JSON result of the list of columns using the quantity column from the ctg_ipp.sch_silver.fct_transactions object :

1{
2  "name": "quantity",
3  "catalog_name": "ctg_ipp",
4  "schema_name": "sch_gold",
5  "table_name": "fct_transactions_agg_day",
6  "table_type": "TABLE",
7  "path": "s3://s3-dbx-metastore-uc/metastore-sandbox/13a746fa-c056-4b32-b6db-9d31c0d1eecf/tables/9c724ab7-e48b-40fb-8105-a8bc292b591c"
8}

Clean environment

You will find, below, all the instructions needed to clean the environment.

Drop elements from Unity Catalog using SQL statements:

1-- Delete the Catalog with CASCADE option (to delete all objects)
2DROP CATALOG IF EXISTS ctg_ipp CASCADE;
3DROP CATALOG IF EXISTS ctg_ext CASCADE;

Deleting data used on the AWS S3 resource:

1# Delete all files stored in the AWS S3 resource
2aws s3 rm "s3://s3-demo-data-uc/demo/" --recursive 

Conclusion

The Data Explorer tool makes it easy to explore data in the Unity Catalog Metastore and to manage rights on objects without knowing SQL commands.

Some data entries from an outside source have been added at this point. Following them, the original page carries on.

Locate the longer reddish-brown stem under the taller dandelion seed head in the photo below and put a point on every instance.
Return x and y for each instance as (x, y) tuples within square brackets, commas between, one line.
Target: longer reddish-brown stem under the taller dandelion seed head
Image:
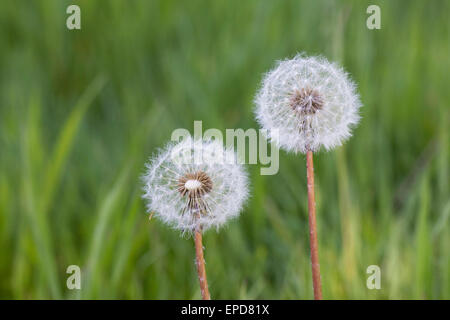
[(312, 227)]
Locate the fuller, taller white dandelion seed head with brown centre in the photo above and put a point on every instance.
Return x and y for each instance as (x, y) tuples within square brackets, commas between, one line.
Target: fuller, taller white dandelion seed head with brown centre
[(310, 103)]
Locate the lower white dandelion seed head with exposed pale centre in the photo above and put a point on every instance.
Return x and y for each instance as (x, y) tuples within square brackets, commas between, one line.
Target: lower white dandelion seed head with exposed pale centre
[(195, 183)]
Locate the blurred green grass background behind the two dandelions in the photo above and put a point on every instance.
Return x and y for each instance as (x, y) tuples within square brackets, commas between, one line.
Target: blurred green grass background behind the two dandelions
[(81, 112)]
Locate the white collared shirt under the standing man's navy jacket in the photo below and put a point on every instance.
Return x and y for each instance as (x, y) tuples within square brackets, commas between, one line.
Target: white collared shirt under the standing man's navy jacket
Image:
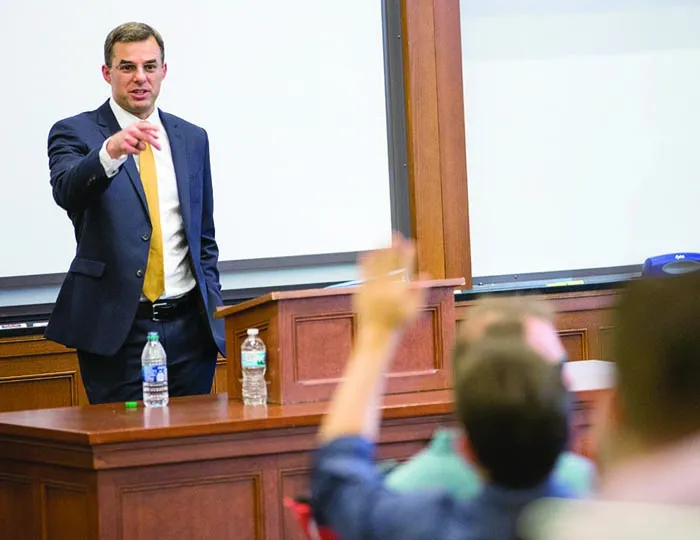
[(178, 273)]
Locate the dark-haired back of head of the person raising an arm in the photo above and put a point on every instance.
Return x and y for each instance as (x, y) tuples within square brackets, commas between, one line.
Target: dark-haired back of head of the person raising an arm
[(514, 409)]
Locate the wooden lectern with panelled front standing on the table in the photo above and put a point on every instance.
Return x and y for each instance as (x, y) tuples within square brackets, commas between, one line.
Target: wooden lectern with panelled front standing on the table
[(309, 336)]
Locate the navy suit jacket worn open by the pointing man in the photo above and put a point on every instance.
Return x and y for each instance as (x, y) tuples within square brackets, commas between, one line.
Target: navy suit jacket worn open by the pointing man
[(97, 304)]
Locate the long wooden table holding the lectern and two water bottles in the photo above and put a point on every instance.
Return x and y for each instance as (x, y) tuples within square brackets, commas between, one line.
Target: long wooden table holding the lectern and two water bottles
[(202, 468)]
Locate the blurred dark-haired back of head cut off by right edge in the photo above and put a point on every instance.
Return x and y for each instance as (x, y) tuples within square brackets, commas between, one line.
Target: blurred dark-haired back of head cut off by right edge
[(657, 355)]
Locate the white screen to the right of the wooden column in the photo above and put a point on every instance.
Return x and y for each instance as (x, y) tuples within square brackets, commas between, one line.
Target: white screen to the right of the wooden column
[(582, 120)]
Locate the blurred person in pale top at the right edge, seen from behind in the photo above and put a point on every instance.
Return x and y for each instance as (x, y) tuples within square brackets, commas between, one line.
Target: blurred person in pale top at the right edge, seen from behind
[(649, 435)]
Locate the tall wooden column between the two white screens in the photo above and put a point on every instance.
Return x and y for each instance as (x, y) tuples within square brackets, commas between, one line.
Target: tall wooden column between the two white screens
[(436, 137)]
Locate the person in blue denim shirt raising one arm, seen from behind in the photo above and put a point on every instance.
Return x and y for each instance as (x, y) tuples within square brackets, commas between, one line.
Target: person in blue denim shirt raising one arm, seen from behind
[(511, 398)]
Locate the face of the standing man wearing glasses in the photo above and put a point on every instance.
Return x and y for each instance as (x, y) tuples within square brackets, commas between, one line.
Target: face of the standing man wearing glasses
[(136, 75)]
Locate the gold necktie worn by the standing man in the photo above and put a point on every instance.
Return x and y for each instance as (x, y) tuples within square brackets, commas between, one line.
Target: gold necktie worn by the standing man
[(154, 281)]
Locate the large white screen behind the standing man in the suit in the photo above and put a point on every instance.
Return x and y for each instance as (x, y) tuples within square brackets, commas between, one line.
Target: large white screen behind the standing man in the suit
[(292, 95)]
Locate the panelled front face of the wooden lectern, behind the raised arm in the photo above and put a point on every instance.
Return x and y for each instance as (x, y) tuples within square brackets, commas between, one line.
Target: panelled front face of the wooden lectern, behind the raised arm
[(321, 332)]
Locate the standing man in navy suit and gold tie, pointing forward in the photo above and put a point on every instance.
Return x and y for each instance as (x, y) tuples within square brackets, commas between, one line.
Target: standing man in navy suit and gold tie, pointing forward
[(136, 183)]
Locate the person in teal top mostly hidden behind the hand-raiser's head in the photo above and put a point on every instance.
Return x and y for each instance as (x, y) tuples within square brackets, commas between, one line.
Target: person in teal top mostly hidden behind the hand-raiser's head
[(443, 464)]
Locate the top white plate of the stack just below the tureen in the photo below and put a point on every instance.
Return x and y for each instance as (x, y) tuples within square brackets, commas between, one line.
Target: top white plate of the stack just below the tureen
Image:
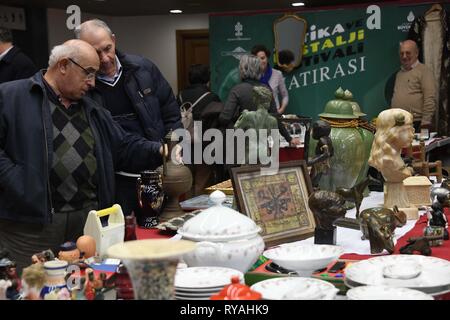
[(205, 277)]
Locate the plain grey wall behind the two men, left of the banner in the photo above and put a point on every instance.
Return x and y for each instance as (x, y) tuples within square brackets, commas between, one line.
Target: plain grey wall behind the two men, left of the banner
[(153, 37)]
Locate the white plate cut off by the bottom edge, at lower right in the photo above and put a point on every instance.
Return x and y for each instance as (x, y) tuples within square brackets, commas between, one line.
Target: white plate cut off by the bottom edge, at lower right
[(386, 293)]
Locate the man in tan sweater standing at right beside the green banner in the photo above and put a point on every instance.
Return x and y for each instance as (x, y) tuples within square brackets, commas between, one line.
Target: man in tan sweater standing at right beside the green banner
[(414, 89)]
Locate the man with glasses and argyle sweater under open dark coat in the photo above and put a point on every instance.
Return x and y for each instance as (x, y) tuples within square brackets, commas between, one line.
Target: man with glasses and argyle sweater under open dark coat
[(58, 154)]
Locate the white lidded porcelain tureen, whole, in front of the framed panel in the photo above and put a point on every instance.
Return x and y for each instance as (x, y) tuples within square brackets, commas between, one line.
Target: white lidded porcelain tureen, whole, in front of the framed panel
[(225, 237)]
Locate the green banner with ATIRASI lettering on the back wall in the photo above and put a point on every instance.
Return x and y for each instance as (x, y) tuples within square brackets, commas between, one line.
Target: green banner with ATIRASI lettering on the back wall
[(352, 48)]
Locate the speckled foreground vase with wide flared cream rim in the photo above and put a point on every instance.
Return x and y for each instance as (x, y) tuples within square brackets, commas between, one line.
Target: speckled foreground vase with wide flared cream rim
[(151, 265)]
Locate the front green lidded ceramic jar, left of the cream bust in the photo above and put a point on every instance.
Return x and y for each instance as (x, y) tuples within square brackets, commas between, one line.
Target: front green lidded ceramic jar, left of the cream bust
[(350, 155)]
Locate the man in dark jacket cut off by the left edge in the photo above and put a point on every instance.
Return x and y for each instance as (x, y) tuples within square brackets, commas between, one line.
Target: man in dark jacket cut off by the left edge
[(14, 64)]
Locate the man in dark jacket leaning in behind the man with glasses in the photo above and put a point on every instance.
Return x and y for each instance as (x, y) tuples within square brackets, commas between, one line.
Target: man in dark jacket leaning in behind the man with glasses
[(137, 95)]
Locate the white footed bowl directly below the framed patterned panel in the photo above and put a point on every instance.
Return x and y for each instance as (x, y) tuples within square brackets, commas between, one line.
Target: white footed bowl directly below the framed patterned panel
[(304, 258)]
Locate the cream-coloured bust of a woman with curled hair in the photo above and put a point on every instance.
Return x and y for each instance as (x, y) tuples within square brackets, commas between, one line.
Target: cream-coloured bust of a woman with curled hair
[(394, 132)]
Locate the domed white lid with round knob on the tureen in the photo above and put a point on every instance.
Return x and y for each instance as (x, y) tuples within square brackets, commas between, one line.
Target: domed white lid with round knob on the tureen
[(218, 223)]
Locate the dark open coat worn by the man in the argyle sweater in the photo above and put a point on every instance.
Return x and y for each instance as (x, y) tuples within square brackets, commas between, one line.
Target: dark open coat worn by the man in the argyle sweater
[(26, 151)]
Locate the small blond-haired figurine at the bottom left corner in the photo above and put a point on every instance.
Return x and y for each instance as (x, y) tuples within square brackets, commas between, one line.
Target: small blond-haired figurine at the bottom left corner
[(33, 280)]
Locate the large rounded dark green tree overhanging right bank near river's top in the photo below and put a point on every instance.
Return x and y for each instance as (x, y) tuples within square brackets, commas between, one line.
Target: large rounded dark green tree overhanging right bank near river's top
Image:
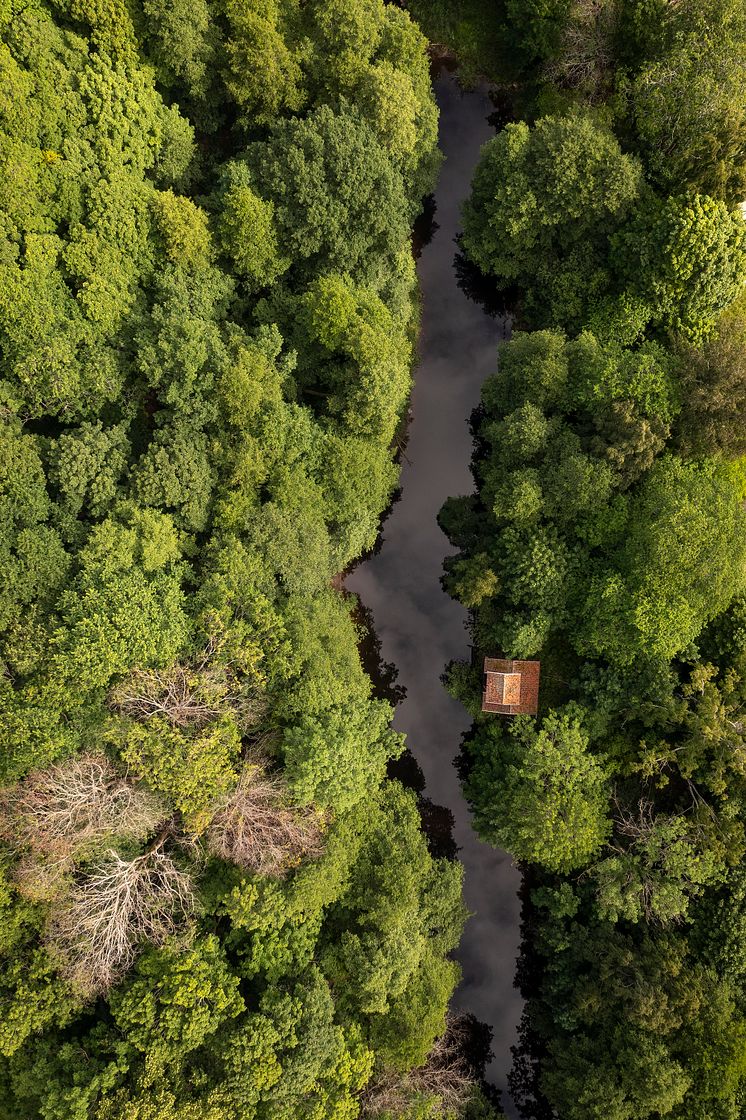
[(545, 203)]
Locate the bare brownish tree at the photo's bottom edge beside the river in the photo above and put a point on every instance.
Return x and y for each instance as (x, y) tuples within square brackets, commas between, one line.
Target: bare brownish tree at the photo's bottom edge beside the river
[(446, 1076)]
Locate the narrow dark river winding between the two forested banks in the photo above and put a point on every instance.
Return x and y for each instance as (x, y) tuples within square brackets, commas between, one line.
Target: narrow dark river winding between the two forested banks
[(419, 628)]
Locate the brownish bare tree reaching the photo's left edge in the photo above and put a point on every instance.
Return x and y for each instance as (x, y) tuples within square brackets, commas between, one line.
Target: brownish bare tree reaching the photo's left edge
[(81, 800)]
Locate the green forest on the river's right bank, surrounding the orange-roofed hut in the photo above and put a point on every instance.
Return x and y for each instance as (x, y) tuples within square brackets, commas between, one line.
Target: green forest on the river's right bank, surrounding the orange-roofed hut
[(608, 539)]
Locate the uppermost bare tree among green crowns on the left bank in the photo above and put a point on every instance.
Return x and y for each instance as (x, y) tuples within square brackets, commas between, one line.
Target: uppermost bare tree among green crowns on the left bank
[(190, 696)]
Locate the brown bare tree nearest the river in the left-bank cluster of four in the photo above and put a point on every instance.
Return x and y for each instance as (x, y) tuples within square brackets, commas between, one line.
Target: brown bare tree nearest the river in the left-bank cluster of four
[(257, 828)]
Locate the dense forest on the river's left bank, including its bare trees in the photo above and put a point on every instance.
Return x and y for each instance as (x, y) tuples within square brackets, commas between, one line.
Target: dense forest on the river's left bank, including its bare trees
[(215, 904)]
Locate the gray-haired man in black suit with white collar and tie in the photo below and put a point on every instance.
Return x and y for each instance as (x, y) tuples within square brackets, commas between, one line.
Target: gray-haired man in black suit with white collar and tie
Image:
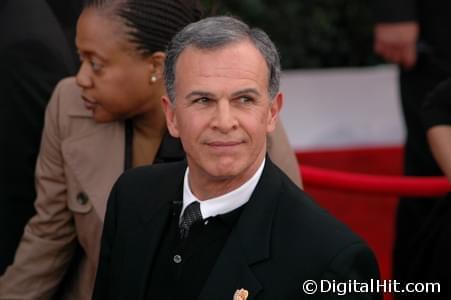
[(228, 218)]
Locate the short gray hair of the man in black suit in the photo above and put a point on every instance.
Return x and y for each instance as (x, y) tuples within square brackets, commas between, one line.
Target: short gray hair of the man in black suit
[(218, 32)]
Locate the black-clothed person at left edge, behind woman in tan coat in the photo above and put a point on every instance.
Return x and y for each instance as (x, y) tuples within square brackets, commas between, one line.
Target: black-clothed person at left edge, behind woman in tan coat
[(34, 56)]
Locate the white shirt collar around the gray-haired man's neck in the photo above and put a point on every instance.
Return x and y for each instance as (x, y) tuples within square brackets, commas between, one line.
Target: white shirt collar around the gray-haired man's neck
[(224, 203)]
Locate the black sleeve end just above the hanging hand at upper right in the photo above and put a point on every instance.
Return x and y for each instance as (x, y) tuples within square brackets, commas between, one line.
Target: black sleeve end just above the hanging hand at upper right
[(394, 10)]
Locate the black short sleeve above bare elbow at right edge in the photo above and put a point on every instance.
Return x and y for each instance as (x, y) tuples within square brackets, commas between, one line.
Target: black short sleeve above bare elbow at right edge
[(437, 107)]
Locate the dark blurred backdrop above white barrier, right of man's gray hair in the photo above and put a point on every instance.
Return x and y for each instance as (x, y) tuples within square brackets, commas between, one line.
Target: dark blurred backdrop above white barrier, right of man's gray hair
[(310, 33)]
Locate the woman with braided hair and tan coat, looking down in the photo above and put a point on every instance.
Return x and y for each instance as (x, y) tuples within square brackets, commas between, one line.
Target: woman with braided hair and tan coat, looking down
[(105, 120)]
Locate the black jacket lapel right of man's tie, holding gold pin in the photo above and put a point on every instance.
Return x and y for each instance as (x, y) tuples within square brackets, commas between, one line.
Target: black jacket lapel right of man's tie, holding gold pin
[(248, 244)]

The Data Lineage information captured by the Unity Catalog solution allows to have a certain amount of information on the data life cycle as well as on the list of elements using a specific object. This makes it easy to have a list of elements (notebooks, workflows, pipelines, queries, etc.) that use the object and may be impacted by a modification of an object. This also allows for visualization and navigation based on Data Lineage information (links between objects down to the column level).

Warning: The constraint of the last 30 days (rolling window) for the capture of information can be very limiting in the context of an application having treatments with a frequency greater than or equal to one month.